Fremde in der Stadt
Wenn Deutschland nur aus Großstädten bestünde, wäre Angela Merkel nicht Kanzlerin. Von Berlin über München bis nach Saarbrücken spielt ihre Union allenfalls die zweite Geige.
Seit dem Wochenende gilt das selbst im wohlhabenden Düsseldorf. Seit Jahren verliert die CDU ein Rathaus nach dem nächsten an SPD und Grüne. Dresden ist die letzte Landeshauptstadt mit schwarzem Stadtoberhaupt.
Jeder dritte Deutsche lebt in eine Großstadt. Zum Glück für CDU und CSU muss man sagen: "nur". Doch die Metropolen ziehen mehr und Menschen an. Schon vor zehn Jahren propagierte Jürgen Rüttgers daher eine Großstadtstrategie für die CDU . Damals waren noch seine Parteifreunde Oberbürgermeister in Hamburg, Frankfurt und Stuttgart. Heute regieren dort Stadtoberhäupter der SPD , in Stuttgart sogar ein Grüner.

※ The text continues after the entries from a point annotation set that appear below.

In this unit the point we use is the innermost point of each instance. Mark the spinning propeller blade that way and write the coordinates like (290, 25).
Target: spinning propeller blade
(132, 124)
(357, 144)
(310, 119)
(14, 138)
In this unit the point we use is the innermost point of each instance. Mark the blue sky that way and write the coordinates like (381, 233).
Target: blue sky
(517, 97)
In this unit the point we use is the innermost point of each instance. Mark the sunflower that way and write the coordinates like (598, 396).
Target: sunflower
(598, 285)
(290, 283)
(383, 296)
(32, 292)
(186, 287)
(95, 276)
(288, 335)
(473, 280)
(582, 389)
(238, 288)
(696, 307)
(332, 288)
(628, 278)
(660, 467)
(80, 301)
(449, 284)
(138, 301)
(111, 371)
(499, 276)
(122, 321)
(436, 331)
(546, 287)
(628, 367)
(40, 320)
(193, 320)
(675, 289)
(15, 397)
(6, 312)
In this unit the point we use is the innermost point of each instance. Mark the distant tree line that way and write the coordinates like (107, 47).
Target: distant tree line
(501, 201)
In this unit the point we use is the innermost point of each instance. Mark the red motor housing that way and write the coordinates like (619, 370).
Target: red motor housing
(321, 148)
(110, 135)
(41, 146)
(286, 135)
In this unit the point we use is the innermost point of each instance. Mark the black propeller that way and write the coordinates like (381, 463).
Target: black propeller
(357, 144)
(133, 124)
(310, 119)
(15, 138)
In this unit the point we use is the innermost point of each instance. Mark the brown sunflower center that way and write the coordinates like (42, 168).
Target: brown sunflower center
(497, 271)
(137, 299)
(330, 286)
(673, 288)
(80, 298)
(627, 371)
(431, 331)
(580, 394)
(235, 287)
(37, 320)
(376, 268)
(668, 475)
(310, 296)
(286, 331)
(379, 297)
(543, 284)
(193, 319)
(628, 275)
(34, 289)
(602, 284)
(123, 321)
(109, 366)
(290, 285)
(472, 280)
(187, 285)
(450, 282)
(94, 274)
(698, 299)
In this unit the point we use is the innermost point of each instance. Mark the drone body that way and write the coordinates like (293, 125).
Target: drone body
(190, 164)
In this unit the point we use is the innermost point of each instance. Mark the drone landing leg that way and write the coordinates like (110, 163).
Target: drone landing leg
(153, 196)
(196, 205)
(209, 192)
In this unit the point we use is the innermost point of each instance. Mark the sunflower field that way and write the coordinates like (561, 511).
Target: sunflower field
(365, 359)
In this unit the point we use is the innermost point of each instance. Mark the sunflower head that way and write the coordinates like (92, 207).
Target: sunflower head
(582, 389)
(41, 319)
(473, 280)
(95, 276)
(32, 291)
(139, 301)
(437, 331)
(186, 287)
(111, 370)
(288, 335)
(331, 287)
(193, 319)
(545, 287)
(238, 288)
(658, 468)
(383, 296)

Ein leichtes Pflaster waren die Städte für die Union noch nie, wo die SPD bei der Arbeiterschaft punkten konnte. Aber gerade unter Merkel hat die CDU viel getan, sich als moderne Partei dem urbanen, bürgerlichen Publikum zu empfehlen. Ihr neues, von der Ehe unabhängiges Familienbild entspricht der Lebenswirklichkeit der Städte. Das Engagement für frühkindliche Betreuung müsste auch von jener gestressten städtischen Mittelschicht anerkannt werden, die Beruf und Familie unter einen Hut bringen muss. Doch am Ende wählt diese eher die Grünen. Unionspolitiker tun den Öko-Konkurrenten als "Lifestyle-Partei" der bürgerlichen Mitte ab. Doch wahr ist auch, dass die Grünen bei Urbanität als das Original gelten, die CDU als fremd. Die Menschen spüren, dass die Union mit dem eigenen Modernisierungskurs noch hadert. Das zeigt sich an Symbol-Themen wie der Homo-Ehe, gegen deren Gleichstellung die Partei ein Rückzugsgefecht führt, um die konservative Galerie zu beeindrucken. Großstädte aber sind nicht konservativ, sie stehen für Veränderung. Als Großstadtpartei fehlt der Union daher Authentizität.
Wahrgenommen wird sie eher für ihre Wirtschaftskompetenz. In Zeiten hoher Beschäftigung steht diese aber beim städtischen Wähler weniger im Fokus. Und als Garant öffentlicher Sicherheit bekommt sie nur bei den Älteren viele Stimmen.
Allerdings klagt die Union noch auf hohem Niveau. Als einzige Partei ist sie heute für bundesweit 40 Prozent gut. Sie profitiert mehr als andere von Bindungen, die auf dem Land noch stärker sind - an Kirchen, Vereine und Parteien. Diese Treue aber schwindet überall - in den Städten nur schneller. Anteile unter 30 Prozent entsprechen wohl eher dem, was eine Partei in einer wuseligen Welt gewinnen kann - wie sie für Metropolen typisch ist. Und mehr und mehr fürs ganze Land. Insofern hat die Union allen Grund, sich Sorgen zu machen.